François Hollande veut-il tuer les LBO ?

Par Christine Lejoux  |   |  670  mots
Afin de décourager les investissements financiers et de lutter contre les niches fiscales, François Hollande prône la suppression - au moins la réduction - de la déductibilité des intérêts des emprunts contractés par une entreprise pour en acquérir une autre. Reuters
Le candidat socialiste veut supprimer la déductibilité des intérêts des emprunts contractés pour acheter des entreprises. Or ce levier fiscal est un pilier de la rentabilité des LBO en France, ces opérations d'acquisitions par endettement qui favorisent la création d'entreprises de taille moyenne.

François Hollande l'a dit et répété, son adversaire, ce n'est pas Nicolas Sarkozy, mais « la finance». Justement, l'une des mesures-phares du candidat socialiste à l'élection présidentielle ne fait pas du tout les affaires des fonds de LBO (Leverage Buy-out : acquisition par endettement).

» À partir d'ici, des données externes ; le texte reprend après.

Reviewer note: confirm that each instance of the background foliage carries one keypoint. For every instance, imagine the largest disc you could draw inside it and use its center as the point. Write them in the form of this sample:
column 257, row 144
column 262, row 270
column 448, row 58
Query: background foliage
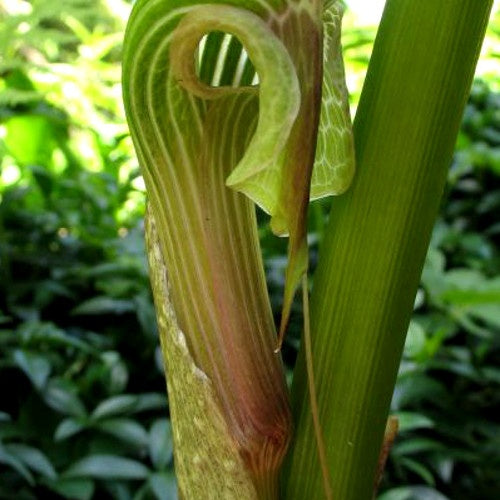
column 83, row 413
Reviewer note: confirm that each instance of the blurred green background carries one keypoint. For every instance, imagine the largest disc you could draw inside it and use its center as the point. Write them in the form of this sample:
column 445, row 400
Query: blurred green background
column 83, row 412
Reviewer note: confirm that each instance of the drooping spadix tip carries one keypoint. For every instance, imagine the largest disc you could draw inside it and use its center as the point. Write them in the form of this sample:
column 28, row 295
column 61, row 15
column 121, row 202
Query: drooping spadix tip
column 281, row 332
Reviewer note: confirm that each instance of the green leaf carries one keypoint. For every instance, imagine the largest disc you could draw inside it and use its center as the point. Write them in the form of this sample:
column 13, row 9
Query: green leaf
column 416, row 445
column 16, row 464
column 35, row 366
column 415, row 340
column 412, row 493
column 104, row 305
column 107, row 467
column 125, row 429
column 160, row 443
column 163, row 486
column 33, row 458
column 151, row 401
column 418, row 469
column 77, row 489
column 67, row 428
column 410, row 421
column 60, row 395
column 116, row 405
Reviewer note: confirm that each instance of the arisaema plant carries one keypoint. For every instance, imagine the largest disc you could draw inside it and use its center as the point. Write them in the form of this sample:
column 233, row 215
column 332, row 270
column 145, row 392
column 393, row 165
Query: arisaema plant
column 244, row 102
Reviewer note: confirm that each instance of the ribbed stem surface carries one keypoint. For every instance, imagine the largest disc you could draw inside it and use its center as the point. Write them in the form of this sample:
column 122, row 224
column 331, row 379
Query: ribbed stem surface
column 373, row 253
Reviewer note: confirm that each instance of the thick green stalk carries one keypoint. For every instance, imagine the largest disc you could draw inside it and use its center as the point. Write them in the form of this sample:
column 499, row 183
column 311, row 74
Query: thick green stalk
column 370, row 264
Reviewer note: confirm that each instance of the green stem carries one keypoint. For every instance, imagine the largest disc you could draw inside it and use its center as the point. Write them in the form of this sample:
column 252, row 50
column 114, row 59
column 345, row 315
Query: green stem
column 371, row 260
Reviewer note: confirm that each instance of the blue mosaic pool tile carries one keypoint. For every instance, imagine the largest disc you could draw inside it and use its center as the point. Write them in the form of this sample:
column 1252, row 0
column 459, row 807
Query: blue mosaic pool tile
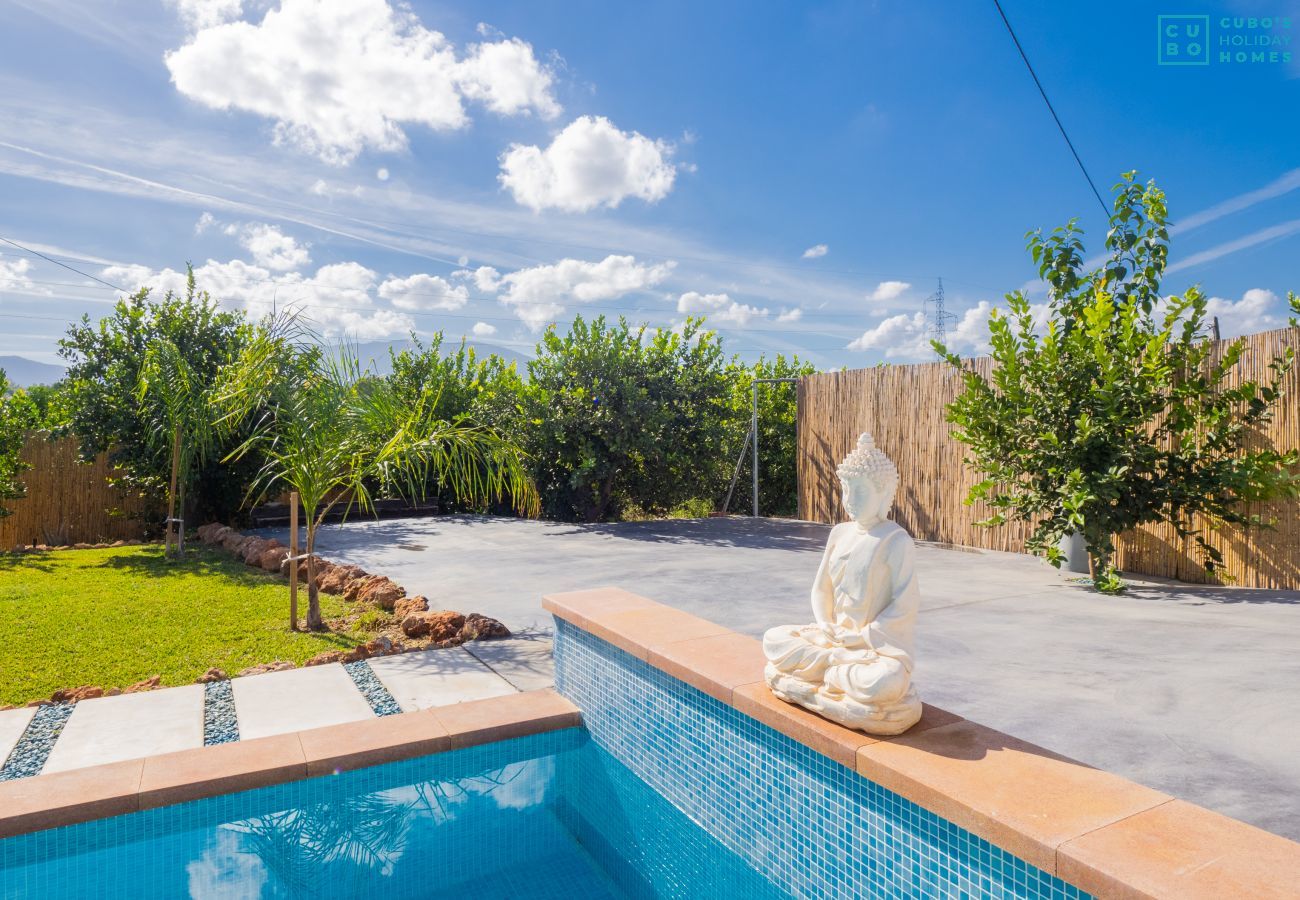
column 372, row 688
column 372, row 833
column 811, row 826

Dans le cadre de la chasse aux niches fiscales et afin de décourager les investissements purement financiers, François Hollande prône la suppression - ou tout au moins la réduction - de la déductibilité des intérêts des emprunts contractés par une entreprise pour en acquérir une autre. Or le métier d'un fonds de LBO consiste, dans les grandes lignes, à acheter et à revendre des sociétés. Et la déductibilité, par le holding de reprise, des intérêts d'emprunt souscrits pour financer l'acquisition de la cible, constitue un pilier de la rentabilité des LBO en France.

L'effet de levier fiscal est essentiel aux LBO

« Si la déductibilité des intérêts des emprunts est supprimée ou réduite, cela mettra à mal les opérations de LBO, pour lesquelles l'effet de levier fiscal est essentiel », prévient Jérémie Jeausserand, avocat chez Scotto & Associés. Un autre spécialiste des opérations de LBO, qui se dit pourtant tout acquis à François Hollande sur bien d'autres points, souligne lui aussi le caractère « essentiel » de l'effet de levier fiscal et estime donc « qu'il deviendra très difficile de monter des LBO. »

12 millions d'euros d'intérêts à déduire, pour un LBO de 1 milliard

Cet effet de levier fiscal si crucial, qu'est-ce donc exactement ? Concrètement, lorsqu'un fonds de LBO rachète une entreprise, pour un milliard d'euros par exemple, il va s'endetter à hauteur de 60% environ de ce montant, pour financer l'acquisition. Sur la base d'un taux de 6%, les intérêts liés à cette dette de 600 millions d'euros s'élèvent à 36 millions. Le tiers de ce montant, soit 12 millions d'euros, est déduit de son résultat imposable par le holding de reprise créé par le fonds, en vertu de la législation actuelle. Une somme loin d'être négligeable, dans le cadre du remboursement de la dette d'acquisition.

Les LBO favorisent la création d'entreprises de taille moyenne

Or « l'industrie du LBO est extrêmement utile à l'économie française, notamment parce qu'elle facilite la transmission des entreprises dont les fondateurs partent à la retraite sans successeur », s'inquiète Jérémie Jeausserand, chez Scotto & Associés. Une opinion partagée par Louis Godron, président de la Commission capital-transmission à l'Afic (Association française des investisseurs en capital) : « Les hommes politiques, de droite comme de gauche, déplorent le manque d'entreprises de taille intermédiaire (ETI), en France. Or on ne peut pas créer d'ETI sans faire de croissance externe. Et on ne peut pas procéder à des acquisitions sans recourir à la dette. » Et d'ajouter : « Ce sujet va bien au-delà des préoccupations des seuls fonds de LBO. Supprimer ou réduire la déductibilité des intérêts des dettes d'acquisition n'aidera pas la transmission d'entreprises, en général. »

Une distorsion de concurrence par rapport aux acquéreurs étrangers

Autre inconvénient de cette mesure : les acquéreurs français - qu'il s'agisse d'entreprises ou, surtout, de fonds de LBO qui vivent d'opérations de croissance externe - ne seront plus sur un pied d'égalité face à leurs rivaux étrangers, soumis, eux à la fiscalité de leur pays d'origine. « La plupart des pays développés admettent la déductibilité des intérêts des dettes d'acquisition », indique Louis Godron. Qui précise donc que « les acquéreurs français d'entreprises risquent d'être désavantagés par rapport à leurs concurrents anglo-saxons et allemands, avec un « pouvoir d'achat » réduit de 5% à 10% par rapport à ces derniers. » Nul doute que l'industrie du capital-investissement et les entreprises en veine d'acquisitions suivront avec une régularité de métronome les prochains sondages sur les intentions de vote à l'élection présidentielle.